Last night, I tackled this sentence by Googling things, searching the trusty Artificial Intelligence: A Modern Approach, and asking questions of a kind software engineer:

"A linear learner has high bias, because when the frontier between two classes is not a hyperplane the learner is unable to induce it."

This is describing an area in which data scientists need to be particularly careful when designing machine learning algorithms. Here's my translation:

"A computer model that is designed to find a way to explain patterns in example data by drawing a clear-cut, straight boundary between Things of Type 1 and Things of Type 2 can be way off in some cases. For one, the patterns in the data might be messier than can be represented by a straight boundary. It might be impossible to clearly say, 'Hey, everyone on that side of the line is this thing, and every on this side of the line is that thing.' Things that fall into the same category may be more mixed together.

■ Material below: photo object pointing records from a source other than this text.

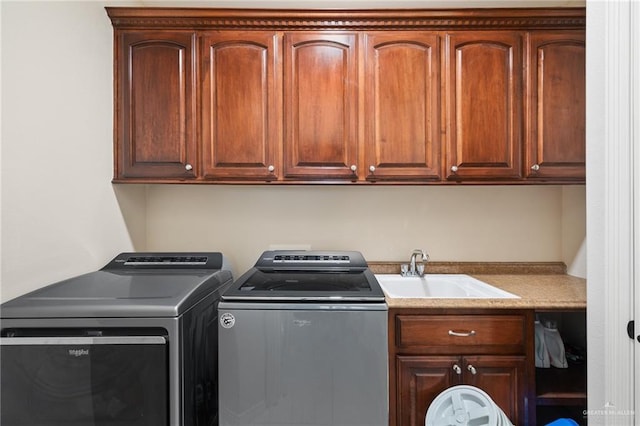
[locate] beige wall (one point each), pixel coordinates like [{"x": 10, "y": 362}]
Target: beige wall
[
  {"x": 480, "y": 223},
  {"x": 61, "y": 216}
]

Applying a computer model that tries to find a straight boundary to that kind of mixed-up data will give you some sort of model that works. It will find some sort of boundary. But it won't draw the right conclusions from the examples it is fed, and it won't tell you about the way the real world works. This is one reason it is important to make sure you understand your data and are looking for the right kinds of patterns."

And here's how I got to that... (If you're a machine learning person and happen to be reading this, please let me know if I got anything wrong so I can learn!)

Background

First, some context. Machine learning is a process in which a computer program learns how to apply rules it has learned based on a set of known data to data it hasn't seen before. The rules aren't universal truths but are based on probabilities learned from that initial data set. The process of learning the rules is called induction. And the ability to apply the rules learned from the training set to data in the wild is called generalization.

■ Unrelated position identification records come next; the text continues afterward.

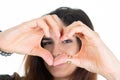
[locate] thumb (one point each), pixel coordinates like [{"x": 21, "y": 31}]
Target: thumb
[
  {"x": 44, "y": 54},
  {"x": 72, "y": 59}
]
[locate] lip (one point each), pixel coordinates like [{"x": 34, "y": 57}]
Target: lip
[{"x": 60, "y": 65}]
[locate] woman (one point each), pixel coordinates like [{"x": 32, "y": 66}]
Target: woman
[{"x": 61, "y": 46}]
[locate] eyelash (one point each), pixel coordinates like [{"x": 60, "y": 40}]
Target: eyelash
[
  {"x": 50, "y": 42},
  {"x": 67, "y": 41}
]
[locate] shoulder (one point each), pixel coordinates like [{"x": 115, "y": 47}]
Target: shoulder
[{"x": 15, "y": 76}]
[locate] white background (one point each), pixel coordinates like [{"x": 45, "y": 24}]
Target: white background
[{"x": 105, "y": 15}]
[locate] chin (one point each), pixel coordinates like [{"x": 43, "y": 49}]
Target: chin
[{"x": 62, "y": 70}]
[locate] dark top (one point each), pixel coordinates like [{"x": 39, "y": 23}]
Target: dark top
[{"x": 15, "y": 76}]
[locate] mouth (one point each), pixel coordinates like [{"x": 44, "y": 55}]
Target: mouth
[{"x": 60, "y": 65}]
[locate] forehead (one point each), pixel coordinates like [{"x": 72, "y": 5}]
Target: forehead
[{"x": 59, "y": 28}]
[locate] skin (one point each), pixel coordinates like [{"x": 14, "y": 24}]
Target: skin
[
  {"x": 94, "y": 55},
  {"x": 57, "y": 47}
]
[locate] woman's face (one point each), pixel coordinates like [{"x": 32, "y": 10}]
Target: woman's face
[{"x": 58, "y": 47}]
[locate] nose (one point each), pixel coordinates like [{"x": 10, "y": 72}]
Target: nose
[{"x": 57, "y": 50}]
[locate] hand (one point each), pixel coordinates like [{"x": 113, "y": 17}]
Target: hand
[
  {"x": 26, "y": 38},
  {"x": 94, "y": 55}
]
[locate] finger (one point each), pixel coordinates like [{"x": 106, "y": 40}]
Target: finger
[
  {"x": 57, "y": 19},
  {"x": 53, "y": 25},
  {"x": 43, "y": 53},
  {"x": 77, "y": 28},
  {"x": 41, "y": 23},
  {"x": 64, "y": 58}
]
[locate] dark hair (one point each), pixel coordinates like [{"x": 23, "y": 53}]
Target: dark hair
[{"x": 34, "y": 66}]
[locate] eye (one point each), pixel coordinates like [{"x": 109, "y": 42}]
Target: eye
[
  {"x": 67, "y": 41},
  {"x": 45, "y": 43}
]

That's basically how humans learn some things, too. You understand basic rules about how the world works, and when you encounter new information that you haven't experienced before, you make a best guess about how to deal with it based on the thing you've learned were true.

In the case of machine learning, a programmer writes code that directs a computer to process a set of data (which could be about anything). When the program is learning the rules of its world, it is fed data as an input and it is told what data is the output. The program includes mathematical functions that change over time, creating and refining rules as it processes more input-output pairs.

The program or model being trained in this way is called the "learner." After it has learned all of the rules it can from its test data, the program is then run on data it has not encountered before. It's goal—like yours is when you learn—is to draw conclusions about that new data based on the rules it learned.

Sometimes, the learner has been taught that data can be organized into a few categories or classes of things depending on the features it has. That kind of program is called a classifier. It is applied to new data and classifies that data based on the rules that it learned. A common example of classification in practice is a spam filter. The filter is a classifier that classifies emails as either spam or not.

Linear Learner + Hyperplane + the Frontier Between Two Classes

The phrase "a linear learner" is referring to the model that is being trained to become a classifier. It is linear because a mathematical function can be written that neatly separates the data into categories—things either falls on one side of the line or the other. The red and blue lines in the image at right are separating the data in this way.

The "hyperplane" is the term used to describe the line. It can take up two dimensions or more.

The "frontier" refers that border formed by the line/hyperplane.

High Bias

Bias means that the learner is learning something, but that something is not what it is supposed to be learning. In situations of high bias, the model that was created doesn't capture the patterns that are most important in the data, and that means they may miss a lot of stuff when they're applied to real-world data sets (not just the training data).

High variance learners, in contrast, do a great job at accounting for all of the patterns in the training data. But when applied in the wild, they might overfit, or pick up a lot of random stuff that isn't related at all to the patterns that were most important.

Unable to Induce It

The word induce here refers to the way these computer programs formulate rules about data—the process of induction.